Here is what a typical day on the 30-Day Metabolic Reset looks like:

  • Breakfast: Burn before 10am, plus clean protein and fruit from the eating plan, logged in the daily logbook.
  • 30 minutes before lunch: Digest for nutrient absorption.
  • Lunch: Protein, vegetables, and fruit from the eating plan, plus Cleanse, logged.
  • 1 hour after lunch: Suppress for afternoon appetite control.
  • 30 minutes before dinner: Digest.
  • Dinner: Protein and vegetables from the eating plan, plus Cleanse, logged.
  • 1 hour after dinner: Suppress for evening appetite control.
  • Daily: Charge amino acid supplement, plus water equal to half your body weight in ounces.

Simple. Structured. Repeatable. That is why patients follow through.

What Practice Naturals Is Not

Being clear about what the program is not for is part of how we keep results predictable.

  • It is not a substitute for medical care or for medications prescribed by your physician.
  • It is not appropriate during pregnancy, while nursing, or for anyone under 18.
  • It is not designed for people managing an active eating disorder. Different care is needed first.
  • It is not a 7-day quick fix. The minimum protocol is 30 days because that is what the metabolic and behavioral changes require.
  • It is not a self-directed program. The whole architecture assumes a licensed wellness provider is reviewing your data and adjusting your plan.

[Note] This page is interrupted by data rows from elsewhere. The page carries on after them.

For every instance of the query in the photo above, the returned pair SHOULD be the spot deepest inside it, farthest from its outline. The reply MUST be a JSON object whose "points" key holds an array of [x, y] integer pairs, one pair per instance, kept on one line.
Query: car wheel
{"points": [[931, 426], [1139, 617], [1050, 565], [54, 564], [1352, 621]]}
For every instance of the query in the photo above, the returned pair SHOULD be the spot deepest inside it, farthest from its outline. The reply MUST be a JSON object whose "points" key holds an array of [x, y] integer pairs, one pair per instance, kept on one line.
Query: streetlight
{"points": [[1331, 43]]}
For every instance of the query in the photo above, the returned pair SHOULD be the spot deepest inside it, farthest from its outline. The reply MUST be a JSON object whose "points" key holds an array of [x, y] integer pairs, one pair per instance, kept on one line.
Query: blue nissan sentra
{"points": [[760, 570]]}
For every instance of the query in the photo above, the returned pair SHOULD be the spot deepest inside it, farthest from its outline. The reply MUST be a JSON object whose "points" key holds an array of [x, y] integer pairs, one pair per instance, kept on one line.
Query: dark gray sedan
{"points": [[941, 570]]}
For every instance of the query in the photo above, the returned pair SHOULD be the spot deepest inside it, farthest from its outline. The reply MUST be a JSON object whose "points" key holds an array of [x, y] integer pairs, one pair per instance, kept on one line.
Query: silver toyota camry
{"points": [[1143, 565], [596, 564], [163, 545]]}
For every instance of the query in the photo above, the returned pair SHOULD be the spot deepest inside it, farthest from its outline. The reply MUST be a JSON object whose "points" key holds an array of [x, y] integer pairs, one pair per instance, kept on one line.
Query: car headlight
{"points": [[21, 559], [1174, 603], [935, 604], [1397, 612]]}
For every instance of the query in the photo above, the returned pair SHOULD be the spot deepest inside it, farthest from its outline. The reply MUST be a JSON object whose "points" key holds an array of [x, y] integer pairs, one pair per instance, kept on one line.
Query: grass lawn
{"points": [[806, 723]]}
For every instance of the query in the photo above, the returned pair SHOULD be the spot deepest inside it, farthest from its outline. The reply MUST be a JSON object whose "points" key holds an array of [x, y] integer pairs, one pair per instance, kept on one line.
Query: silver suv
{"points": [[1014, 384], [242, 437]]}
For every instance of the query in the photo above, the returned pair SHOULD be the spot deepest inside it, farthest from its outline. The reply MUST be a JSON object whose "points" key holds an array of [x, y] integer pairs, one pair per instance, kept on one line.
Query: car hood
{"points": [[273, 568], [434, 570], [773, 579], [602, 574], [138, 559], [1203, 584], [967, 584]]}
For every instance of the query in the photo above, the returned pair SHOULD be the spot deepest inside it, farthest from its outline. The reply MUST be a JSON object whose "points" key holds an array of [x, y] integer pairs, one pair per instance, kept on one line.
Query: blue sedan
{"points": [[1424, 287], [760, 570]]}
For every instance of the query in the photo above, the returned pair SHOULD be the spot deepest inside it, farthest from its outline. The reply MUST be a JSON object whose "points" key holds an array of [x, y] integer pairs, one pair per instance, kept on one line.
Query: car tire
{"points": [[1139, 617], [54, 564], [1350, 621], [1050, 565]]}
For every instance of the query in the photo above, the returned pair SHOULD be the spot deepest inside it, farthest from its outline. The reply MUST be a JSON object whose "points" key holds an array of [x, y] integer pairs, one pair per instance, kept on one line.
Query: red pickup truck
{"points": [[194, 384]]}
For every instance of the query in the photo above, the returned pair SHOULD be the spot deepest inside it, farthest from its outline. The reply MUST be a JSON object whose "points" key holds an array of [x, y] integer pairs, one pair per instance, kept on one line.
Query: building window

If any of these apply to you, talk with your healthcare provider before considering the program.

References

  1. Lemstra M, Bird Y, Nwankwo C, Rogers M, Moraros J. Weight loss intervention adherence and factors promoting adherence: a meta-analysis. Patient Preference and Adherence. 2016;10:1547-1559. PubMed
  2. Burke LE, Wang J, Sevick MA. Self-monitoring in weight loss: a systematic review of the literature. Journal of the American Dietetic Association. 2011;111(1):92-102. PubMed
  3. Berry MP, Taylor JJ, Wilkinson L, et al. Does self-monitoring diet and physical activity behaviors using digital technology support adults with obesity or overweight to lose weight? A systematic literature review with meta-analysis. Obesity Reviews. 2021;22(10):e13306. PubMed
  4. Aoun A, Darwish F, Hamod N. The influence of the gut microbiome on obesity and the related metabolic disorders: a systematic review. Genes & Nutrition. 2021;16:6. PubMed
  5. Forsyth A, Williams P, Hamilton-Parker E, et al. Using measured resting metabolic rate to derive calorie prescriptions in a behavioral weight loss program. Obesity Science & Practice. 2021;7(4):395-405. PubMed Central
  6. Calcaterra V, Cena H, Pelizzo G, et al. Evaluation of measured resting metabolic rate for dietary prescription in ageing adults with overweight and adiposity-based chronic disease. Nutrients. 2021;13(4):1229. PubMed

References support general principles described on this page. They do not constitute endorsement of Practice Naturals products by the cited authors or journals.

FDA Disclosure

These statements have not been evaluated by the Food and Drug Administration. Practice Naturals products are not intended to diagnose, treat, cure, or prevent any disease. Content on this page is educational and is not a substitute for professional medical advice. Consult your licensed healthcare provider before beginning any wellness program, especially if you are pregnant, nursing, taking medication, or managing a medical condition. Individual results vary.